The declaration of martial law on 21 September 1972, by President Ferdinand Marcos, proved to be the dawning of darker days for the country. Although martial rule was lifted by Marcos on 17 January 1981, the writ of habeas corpus remained suspended. Citizens merely protesting the policies of the Marcos government risked arrest without warrant and indefinite detention.

Escalante is a town in the province of Negros Occidental. It is 95 kilometers northeast of Bacolod City, the capital of the province. It was made into a city in 2001.

Negros Occidental is a province made prosperous by the sugar industry. Since the Spanish colonial period, it had exported sugar and sugar products. Large tracts of sugarcane plantations or haciendas were under the ownership of the elite, the hacienderos, who became extremely rich and powerful. Labor was often provided by live-in workers, called sacadas, who were frequently migrants from neighboring provinces. Poor, often severely exploited and powerless, these workers remain landless.[2]

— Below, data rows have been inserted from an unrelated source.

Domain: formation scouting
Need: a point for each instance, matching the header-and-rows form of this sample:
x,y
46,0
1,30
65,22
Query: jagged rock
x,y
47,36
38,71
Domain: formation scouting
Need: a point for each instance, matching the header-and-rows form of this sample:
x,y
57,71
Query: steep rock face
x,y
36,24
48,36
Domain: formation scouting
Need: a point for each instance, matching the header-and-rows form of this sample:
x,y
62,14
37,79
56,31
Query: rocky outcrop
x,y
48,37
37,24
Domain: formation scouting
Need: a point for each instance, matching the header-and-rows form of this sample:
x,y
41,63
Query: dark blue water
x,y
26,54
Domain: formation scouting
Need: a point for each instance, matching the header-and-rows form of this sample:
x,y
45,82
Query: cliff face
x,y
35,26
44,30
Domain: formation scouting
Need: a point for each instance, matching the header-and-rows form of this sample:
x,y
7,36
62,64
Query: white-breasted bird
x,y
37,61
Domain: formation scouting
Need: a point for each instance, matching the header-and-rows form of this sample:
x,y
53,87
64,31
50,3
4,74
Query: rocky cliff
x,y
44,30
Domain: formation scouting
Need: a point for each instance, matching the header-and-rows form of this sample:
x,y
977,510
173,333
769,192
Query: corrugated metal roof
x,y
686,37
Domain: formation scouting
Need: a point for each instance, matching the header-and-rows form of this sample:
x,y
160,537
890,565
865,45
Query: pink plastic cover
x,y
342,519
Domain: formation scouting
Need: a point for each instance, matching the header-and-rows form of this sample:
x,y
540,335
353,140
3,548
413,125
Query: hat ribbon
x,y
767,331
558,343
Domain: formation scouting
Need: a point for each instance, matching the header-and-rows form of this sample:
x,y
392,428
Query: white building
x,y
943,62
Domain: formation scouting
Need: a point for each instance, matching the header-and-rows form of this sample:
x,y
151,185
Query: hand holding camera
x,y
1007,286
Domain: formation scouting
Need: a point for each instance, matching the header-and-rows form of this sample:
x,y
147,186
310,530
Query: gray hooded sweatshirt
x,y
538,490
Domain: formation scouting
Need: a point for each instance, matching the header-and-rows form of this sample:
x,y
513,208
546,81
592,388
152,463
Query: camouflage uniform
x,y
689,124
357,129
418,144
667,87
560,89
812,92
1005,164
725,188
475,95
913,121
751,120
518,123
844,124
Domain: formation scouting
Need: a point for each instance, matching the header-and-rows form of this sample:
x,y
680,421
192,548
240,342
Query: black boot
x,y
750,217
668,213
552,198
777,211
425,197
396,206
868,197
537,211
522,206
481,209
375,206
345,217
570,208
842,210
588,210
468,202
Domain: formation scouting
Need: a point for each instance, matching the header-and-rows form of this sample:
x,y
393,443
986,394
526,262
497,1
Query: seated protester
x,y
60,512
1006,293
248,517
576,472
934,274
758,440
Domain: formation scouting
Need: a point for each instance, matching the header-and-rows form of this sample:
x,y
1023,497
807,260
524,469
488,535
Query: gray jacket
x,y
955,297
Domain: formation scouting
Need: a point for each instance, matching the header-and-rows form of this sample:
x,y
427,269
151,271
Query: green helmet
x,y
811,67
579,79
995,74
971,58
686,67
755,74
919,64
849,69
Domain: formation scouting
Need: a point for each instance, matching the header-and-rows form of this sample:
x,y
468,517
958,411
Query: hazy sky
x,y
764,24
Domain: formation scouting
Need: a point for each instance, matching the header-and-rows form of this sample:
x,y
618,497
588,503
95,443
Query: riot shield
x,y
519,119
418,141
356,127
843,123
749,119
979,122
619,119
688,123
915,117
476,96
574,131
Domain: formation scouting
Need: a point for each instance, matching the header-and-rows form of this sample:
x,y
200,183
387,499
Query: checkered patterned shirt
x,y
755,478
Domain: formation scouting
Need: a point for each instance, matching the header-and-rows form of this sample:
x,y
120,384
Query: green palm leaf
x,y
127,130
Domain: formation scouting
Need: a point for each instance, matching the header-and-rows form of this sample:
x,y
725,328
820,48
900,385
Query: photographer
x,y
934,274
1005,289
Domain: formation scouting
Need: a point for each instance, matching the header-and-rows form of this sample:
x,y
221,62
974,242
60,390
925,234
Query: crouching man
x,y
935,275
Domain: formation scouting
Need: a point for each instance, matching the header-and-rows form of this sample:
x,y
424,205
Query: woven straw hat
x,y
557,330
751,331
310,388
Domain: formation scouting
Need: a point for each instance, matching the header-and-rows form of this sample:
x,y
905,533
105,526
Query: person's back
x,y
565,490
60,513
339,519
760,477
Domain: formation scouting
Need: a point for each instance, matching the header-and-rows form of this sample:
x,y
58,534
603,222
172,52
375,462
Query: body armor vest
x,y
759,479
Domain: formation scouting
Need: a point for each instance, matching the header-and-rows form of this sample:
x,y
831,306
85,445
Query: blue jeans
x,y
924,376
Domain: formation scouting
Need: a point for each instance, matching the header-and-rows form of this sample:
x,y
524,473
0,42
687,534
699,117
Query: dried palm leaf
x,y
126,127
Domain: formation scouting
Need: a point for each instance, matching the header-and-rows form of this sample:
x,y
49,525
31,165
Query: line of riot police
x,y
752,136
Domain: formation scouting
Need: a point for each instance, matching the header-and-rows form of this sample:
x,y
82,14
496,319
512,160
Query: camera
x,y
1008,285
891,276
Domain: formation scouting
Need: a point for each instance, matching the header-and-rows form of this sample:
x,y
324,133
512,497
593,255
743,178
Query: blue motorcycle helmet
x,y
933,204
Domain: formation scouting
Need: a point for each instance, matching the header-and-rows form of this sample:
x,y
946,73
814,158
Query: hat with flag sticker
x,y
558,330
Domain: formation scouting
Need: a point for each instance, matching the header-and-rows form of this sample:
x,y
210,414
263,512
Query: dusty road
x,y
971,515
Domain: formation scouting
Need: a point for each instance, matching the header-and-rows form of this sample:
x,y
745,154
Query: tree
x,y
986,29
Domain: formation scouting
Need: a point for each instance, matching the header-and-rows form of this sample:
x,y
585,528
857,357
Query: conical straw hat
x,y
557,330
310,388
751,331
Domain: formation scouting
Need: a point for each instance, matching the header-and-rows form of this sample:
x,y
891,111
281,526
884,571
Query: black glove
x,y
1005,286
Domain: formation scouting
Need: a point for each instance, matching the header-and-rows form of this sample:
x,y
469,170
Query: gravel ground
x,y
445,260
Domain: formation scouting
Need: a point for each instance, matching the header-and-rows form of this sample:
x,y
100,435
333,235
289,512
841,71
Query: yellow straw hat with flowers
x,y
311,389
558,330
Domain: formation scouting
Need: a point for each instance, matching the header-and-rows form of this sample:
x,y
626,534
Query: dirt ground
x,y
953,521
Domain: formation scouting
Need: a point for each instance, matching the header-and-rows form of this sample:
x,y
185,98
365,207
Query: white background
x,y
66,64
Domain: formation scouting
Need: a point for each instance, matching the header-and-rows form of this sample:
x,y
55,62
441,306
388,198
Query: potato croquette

Negros and the Marcos regime

In the 1970s and 80s, the plummeting price of sugar in the world market triggered a severe socioeconomic crisis in sugarlandia. As production slowed down, many plantation workers lost their jobs, resulting in widespread poverty. Children died from hunger and malnutrition. When the crony-controlled sugar industry imploded, the sacadas, and even a small number of enlightened landowners, said they had had enough. This triggered protest actions demanding agrarian reform and land distribution, fair wage, and improved government services.

As a result, social tension was always high in the province. In those days, Negros was frequently described as a social volcano waiting to explode.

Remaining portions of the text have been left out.